La noche no es más que un accidente. Teresa Giarcovich

Artista: Teresa Giarcovich
Título: La noche no es más que un accidente
Curaduría: Nancy Rojas
Dónde: Piedras
Fechas: 29 de septiembre al 1 de diciembre de 2017

Texto, galería de imágenes y links

Las medidas variables del ocaso
Especulaciones potenciales alrededor de «La noche no es más que un accidente»

Por Nancy Rojas

Si dos rectas cualesquiera se cortan por varias rectas paralelas, los segmentos determinados en una de las rectas son proporcionales a los segmentos correspondientes en la otra.
Teorema de Thales

Para calcular la altura de las pirámides de Guiza —según una leyenda contada por Plutarco–, el matemático griego Thales de Mileto formuló un teorema con el que llegó a plantear que la medida de la sombra de un objeto define el tamaño de su altura.

En un intento de fuga, podemos trasladar este procedimiento a un intrépido ejercicio de escritura de un relato reiniciado sobre el mundo. Y, en efecto, preguntarnos si la civilización occidental no ha devenido ya en figura hipotética del ocaso. Aplicando metafóricamente aquel teorema, ¿se puede seguir concibiendo a Occidente como máquina medidora y, por ende, normalizadora de la cultura?

El itinerario visual del Renacimiento proveyó, sobre todo, un cuerpo de imágenes sin sombras. En términos filosóficos, el humanismo se manifestó como evasor de la oscuridad. El interés por la recuperación de imágenes, conocimientos y formatos de la Antigüedad clásica, la defensa del equilibrio en la expresión y la plasmación de la idealización y estilización platónica de la realidad hicieron de la claridad renacentista una consigna coherente con el desarrollo de un pensamiento homogéneo, basado en una concepción finita del mundo.

Lejos de aquella órbita, en la actualidad probablemente asistimos a una exposición del orden catastrófico y quebradizo de la infinitud. A una iconografía de la sombra, impulsada por una guerra de fantasmas militantes que se encargan de activar los espacios más allá de su constitución temporal.

En cada una de las irradiaciones y réplicas de este despliegue aparecen capas de razonamiento que confieren moralidad a la sombra, volviéndola un reflejo de ciertas discursividades —provenientes, sobre todo, del Psicoanálisis, de la Literatura, de la Filosofía y del Cine–. Asimismo, trascienden también en esta propagación, políticas de desmoralización de los objetos, de los humanos y de sus oscuridades.

Para la impronta fantasmal del arte contemporáneo, la sombra no es sino la alteración del ocaso, de su medida, de su autoridad y dominio.

Teresa Giarcovich explora un nuevo capítulo de su trabajo donde la sombra, además de proceder como sedimento, se desdobla según la voluntad de una noche expandida.

Y aunque la noche, con su transmisión de penumbra, parece determinar un intersticio temporal, finito, aquí es asumida como un accidente, labrado por una serie de piezas situadas. Entes confeccionados mediante procesos de superposición, donde se combinan campos de visión que generan la puesta de una metafísica de las sombras. Un ensayo sobre el ocaso y sus medidas inestables, emplazado en una suerte de “gran afuera” de las ficciones a las que la oscuridad ha sido históricamente supeditada.

Como toda instancia de experimentación, ésta habilita una zona de desvío con respecto a producciones anteriores. Un concepto espacial modalizador de una atmósfera propicia para la latencia anacrónica de figuras lindantes entre armazón e informidad, color vibrante y palidez, asomo y clandestinidad.

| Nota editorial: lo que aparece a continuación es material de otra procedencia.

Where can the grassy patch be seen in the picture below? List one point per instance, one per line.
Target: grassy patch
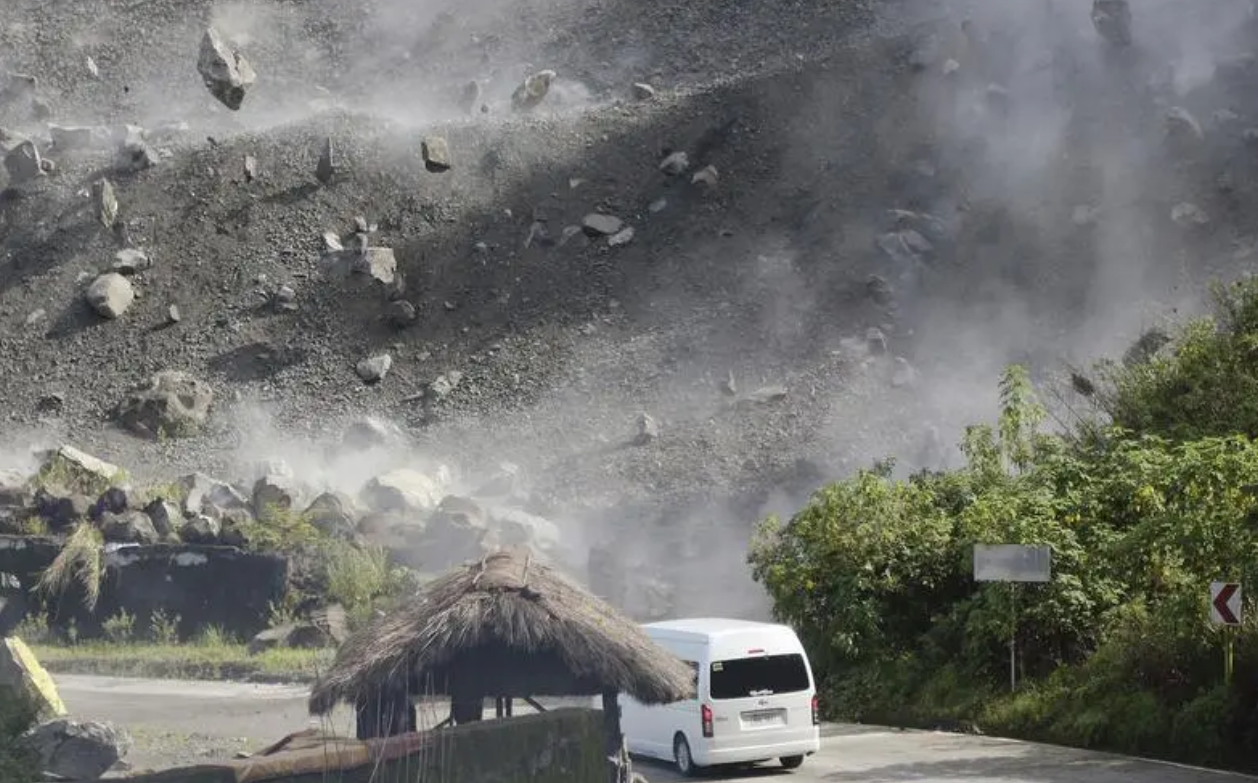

En L’envers du visible: essai sur l’ombre (Seuil, 2005), Max Milner se pregunta: ¿qué pasa con la mirada cuando la luz está ausente? ¿Qué advertimos en las sombras? ¿Qué vemos de las sombras y de qué modo afectan éstas la visibilidad del mundo y su inteligibilidad?

Milner prefiere considerar a la sombra como reserva de sentido, pero con la condición de admitir que el sentido nunca es definitivo. Teresa Giarcovich parece patentar esta visión, bajo la imagen de una escenificación que podría leerse también como la aspiración de un site-specific. Un “gran afuera” para imaginar la posibilidad de que un objeto cambie no sólo bajo su régimen formal, sino de que el regimiento de sombras que lo proyectan mute de manera provisoria.